This is a submission for the
GitHub Finish-Up-A-Thon Challenge

Why this exists (the actual pain)

Before the architecture talk, the why. Three years ago
I watched my team — and every other .NET team I knew —
burn most of their hours not on business logic but on
plumbing the same four layers over and over:

  • EF Core + migrations. DbContext, fluent mappings, navigation properties, N+1 puzzles, lazy/eager loading, a migration per field, separate read/write models if you go CQRS. On a non-trivial object graph that's hundreds of hours just for the data layer, before any business logic is written.
  • A pile of integration connectors. Kafka here, RabbitMQ there, S3 for files, SFTP for the legacy partner, an HTTP webhook for the new one, each one hand-rolled with its own retry policy, dead-letter, idempotency, serialization, health check, telemetry. Ten integrations × 40-80 hours each.
  • Auth. OAuth flows, refresh tokens, scope checking, claims transformation, multi-tenant, M2M, DPoP if you want to be modern — built from IdentityServer / Auth0 / Keycloak plus 200-600 hours of glue per serious deployment.
  • Runtime. Hot-reload without dropping in-flight messages, graceful drain on redeploy, cluster coordination, leader election, watchdog, dashboard — usually missing entirely on .NET, or assembled from 5-7 unrelated NuGets that don't share conventions.

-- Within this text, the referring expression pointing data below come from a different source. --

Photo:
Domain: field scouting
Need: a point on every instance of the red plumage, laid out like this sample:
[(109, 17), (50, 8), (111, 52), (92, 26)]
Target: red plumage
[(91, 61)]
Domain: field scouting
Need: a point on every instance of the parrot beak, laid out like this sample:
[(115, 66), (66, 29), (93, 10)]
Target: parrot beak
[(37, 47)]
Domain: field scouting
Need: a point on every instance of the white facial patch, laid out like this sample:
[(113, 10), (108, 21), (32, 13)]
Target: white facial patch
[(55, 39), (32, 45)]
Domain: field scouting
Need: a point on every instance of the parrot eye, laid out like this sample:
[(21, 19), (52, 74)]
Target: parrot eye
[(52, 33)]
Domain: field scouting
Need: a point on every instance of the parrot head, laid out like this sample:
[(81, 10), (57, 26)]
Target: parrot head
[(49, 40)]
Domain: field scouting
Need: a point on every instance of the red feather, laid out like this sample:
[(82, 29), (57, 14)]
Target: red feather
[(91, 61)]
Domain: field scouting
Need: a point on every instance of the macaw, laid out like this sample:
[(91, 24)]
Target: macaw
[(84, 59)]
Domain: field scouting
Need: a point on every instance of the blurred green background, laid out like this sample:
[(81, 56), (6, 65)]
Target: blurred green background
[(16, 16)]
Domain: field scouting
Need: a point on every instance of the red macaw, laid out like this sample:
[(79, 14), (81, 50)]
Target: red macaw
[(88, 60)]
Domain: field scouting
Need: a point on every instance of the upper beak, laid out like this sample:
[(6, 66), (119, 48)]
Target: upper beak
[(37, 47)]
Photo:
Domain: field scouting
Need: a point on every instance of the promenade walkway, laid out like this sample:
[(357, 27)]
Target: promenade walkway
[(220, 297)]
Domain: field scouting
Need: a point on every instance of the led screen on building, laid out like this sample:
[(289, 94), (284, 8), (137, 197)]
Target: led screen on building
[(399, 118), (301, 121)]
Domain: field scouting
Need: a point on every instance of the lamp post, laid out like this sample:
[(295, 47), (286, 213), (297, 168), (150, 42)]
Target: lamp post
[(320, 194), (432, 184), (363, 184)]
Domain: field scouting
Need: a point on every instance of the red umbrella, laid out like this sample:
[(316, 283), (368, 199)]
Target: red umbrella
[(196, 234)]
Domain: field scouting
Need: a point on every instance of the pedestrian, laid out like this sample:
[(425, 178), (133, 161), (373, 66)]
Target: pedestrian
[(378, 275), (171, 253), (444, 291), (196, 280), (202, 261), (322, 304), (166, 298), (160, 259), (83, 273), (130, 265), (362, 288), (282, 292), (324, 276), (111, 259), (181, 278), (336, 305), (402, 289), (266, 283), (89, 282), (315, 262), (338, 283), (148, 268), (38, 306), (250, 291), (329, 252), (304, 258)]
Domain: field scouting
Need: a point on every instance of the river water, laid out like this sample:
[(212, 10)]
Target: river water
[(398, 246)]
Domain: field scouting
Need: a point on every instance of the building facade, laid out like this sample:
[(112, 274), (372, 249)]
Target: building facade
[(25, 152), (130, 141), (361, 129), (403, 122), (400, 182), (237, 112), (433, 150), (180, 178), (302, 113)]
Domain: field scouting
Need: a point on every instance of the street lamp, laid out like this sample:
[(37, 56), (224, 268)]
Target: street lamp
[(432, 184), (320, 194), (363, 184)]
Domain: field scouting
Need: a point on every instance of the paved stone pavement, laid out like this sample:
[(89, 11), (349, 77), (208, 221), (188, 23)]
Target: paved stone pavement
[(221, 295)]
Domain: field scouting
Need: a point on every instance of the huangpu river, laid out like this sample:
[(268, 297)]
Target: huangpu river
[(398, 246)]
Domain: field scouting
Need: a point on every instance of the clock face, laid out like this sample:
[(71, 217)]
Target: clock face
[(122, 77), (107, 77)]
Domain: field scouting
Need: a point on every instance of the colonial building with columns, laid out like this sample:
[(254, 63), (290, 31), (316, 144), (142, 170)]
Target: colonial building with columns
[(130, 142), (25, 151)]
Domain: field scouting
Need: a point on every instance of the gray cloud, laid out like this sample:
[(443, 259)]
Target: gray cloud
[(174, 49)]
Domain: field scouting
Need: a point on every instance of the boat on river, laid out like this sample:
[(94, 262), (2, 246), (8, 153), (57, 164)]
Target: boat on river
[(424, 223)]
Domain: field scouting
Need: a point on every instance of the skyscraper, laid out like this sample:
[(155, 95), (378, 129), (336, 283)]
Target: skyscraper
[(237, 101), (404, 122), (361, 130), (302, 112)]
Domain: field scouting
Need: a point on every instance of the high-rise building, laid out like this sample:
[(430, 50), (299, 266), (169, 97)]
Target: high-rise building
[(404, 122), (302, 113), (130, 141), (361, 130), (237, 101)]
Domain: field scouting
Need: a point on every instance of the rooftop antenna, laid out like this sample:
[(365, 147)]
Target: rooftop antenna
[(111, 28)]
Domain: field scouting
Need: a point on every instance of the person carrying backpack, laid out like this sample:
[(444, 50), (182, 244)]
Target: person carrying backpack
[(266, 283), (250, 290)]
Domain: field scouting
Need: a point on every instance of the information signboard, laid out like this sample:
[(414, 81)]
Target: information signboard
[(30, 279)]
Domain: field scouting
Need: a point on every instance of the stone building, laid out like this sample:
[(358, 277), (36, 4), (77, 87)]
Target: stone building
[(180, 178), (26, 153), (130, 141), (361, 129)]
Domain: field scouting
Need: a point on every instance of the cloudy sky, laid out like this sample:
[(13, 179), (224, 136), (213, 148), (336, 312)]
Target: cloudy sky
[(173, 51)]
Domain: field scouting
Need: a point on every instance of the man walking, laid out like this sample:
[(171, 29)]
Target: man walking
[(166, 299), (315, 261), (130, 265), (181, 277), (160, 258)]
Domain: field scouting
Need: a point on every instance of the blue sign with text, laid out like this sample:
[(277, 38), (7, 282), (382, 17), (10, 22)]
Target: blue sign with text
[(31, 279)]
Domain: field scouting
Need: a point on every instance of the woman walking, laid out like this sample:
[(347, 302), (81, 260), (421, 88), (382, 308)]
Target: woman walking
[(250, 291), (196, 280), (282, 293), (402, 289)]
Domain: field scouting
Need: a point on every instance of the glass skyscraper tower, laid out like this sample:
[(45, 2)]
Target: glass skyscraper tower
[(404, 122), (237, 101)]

The worst part isn't any single layer — it's the seams
between them
. Where the auth user becomes the EF entity
becomes the Kafka message becomes the S3 blob, every seam
is one more serialization, one more mapping, one more
versioning headache, one more place a 3 AM page comes from.

RedBase is built so that business code is the only thing
left to write
. The class IS the schema (no EF, no
migrations). The 22 transports share one DSL (no per-connector
plumbing). Identity is a direct-vm:// Route (calling auth
is calling a function, not a network round-trip). Tsak gives
you hot-reload, cluster, dashboard, drain out of the box. The
seams collapse because everything lives on the same fabric.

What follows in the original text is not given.